Let $a,b$ be two positive integers. Therefore, if $a+b$ is a composite number, $frac(\frac{a}{l}) + frac(\frac{b}{l}) = 0$ or $frac(\frac{a}{l}) + frac(\frac{b}{l}) = 1$, for some $l \in \mathbb{N}$, $l \neq 1$.
My proof:
If $a+b$ is composite, there's some $l,k \in \mathbb{N}, 1<l $ such that ${a+b \over l}=k$. If we suppose $l$ is a factor of both $a,b$, $frac({a \over l})+ frac({b \over l}) = 0$. But, if we denote $a=c_al+d_a$ and $b=c_bl+d_b$, for $d_a,d_b \in \mathbb{Z_+^*};|d_a|,|d_b|<l$, then ${a+b \over l}={c_al+d_a+c_bl+d_b \over l}= c_a+c_b+{d_a+d_b \over l}$. Since ${a+b \over l}$ is an integer, ${d_a+d_b \over l}$ must be an integer too. Here we have only two possibilites:${d_a+d_b \over l}=0$ or ${d_a+d_b \over l}= \pm 1$ (because $|d_a|,|d_b|<l$).
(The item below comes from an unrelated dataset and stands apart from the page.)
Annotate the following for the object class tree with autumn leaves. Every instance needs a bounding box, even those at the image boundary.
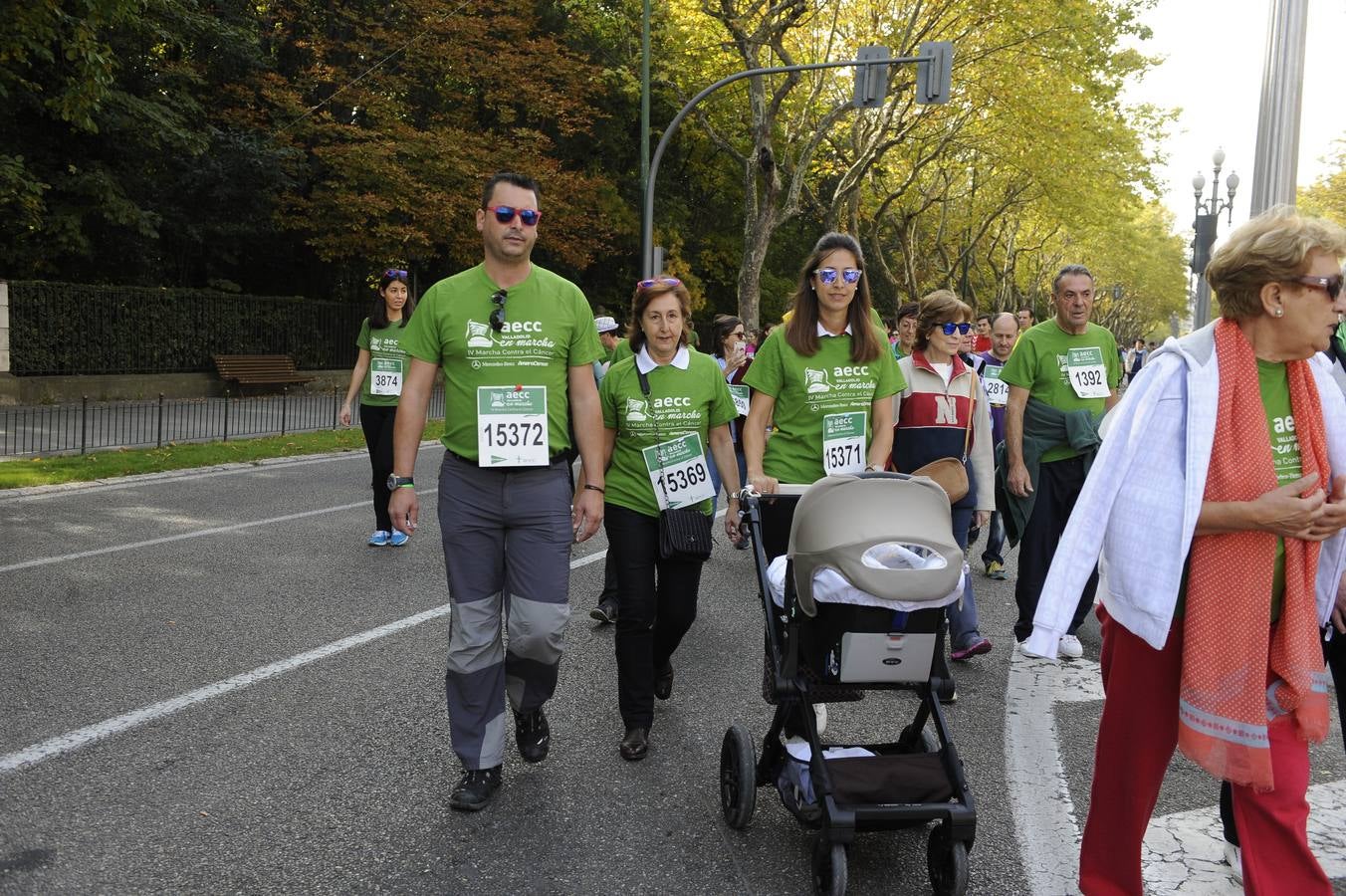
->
[0,0,1186,335]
From the first hypothesis, ${d_a+d_b \over l}=0 \iff {d_a \over l} = {-d_b \over l} \implies frac({d_a \over l}) = frac(-{d_b \over l}) \implies frac({d_a \over l})+frac({d_b \over l}) = 1 \implies frac(c_a+{d_a \over l})+frac(c_b+{d_b \over l}) = 1 \implies frac(a)+frac(b) = 1 $. From the second hypothesis, ${d_a+d_b \over l}= \pm 1 \iff {d_a \over l}= \pm 1 -{d_b \over l} \implies frac({d_a \over l})= frac(\pm 1 -{d_b \over l}) \implies frac({d_a \over l})= frac(-{d_b \over l}) \implies frac({d_a \over l})= 1-frac( {d_b \over l}) \implies frac({d_a \over l})+frac({d_b \over l}) = 1 \implies frac(c_a+{d_a \over l})+frac(c_b+{d_b \over l}) = 1 \implies frac(a)+frac(b) = 1$
Q.E.D.
Why $d_a,d_b \in \mathbb{Z_+^*}$ ?
$d_a,d_b \in \mathbb{N_+^*}$ is enough since $a,b \in \mathbb{N_+^*}$ and $c_a$ and $c_b$ can be equal to $0$.
Therefore $frac(\frac{d_a}{l}) + frac(\frac{d_b}{l}) = $$0$ or $1$ since $\frac{a+b}{l}$ is an integer and $0\leq d_a, d_b$
EDIT
Since $0\leq d_a, d_b< l$, $0\leq \frac{d_a}{l}< 1$ and $0\leq \frac{d_b}{l}< 1$ so $0\leq \frac{d_a}{l}+\frac{d_b}{l}< 2$ or $\frac{d_a+d_b}{l}=\frac{a+b}{l}-c_a-c_b$ is an integer so $\frac{d_a+d_b}{l}=0$ or $1$ and $frac(\frac{d_a}{l}) + frac(\frac{d_b}{l}) = $$0$ or $1$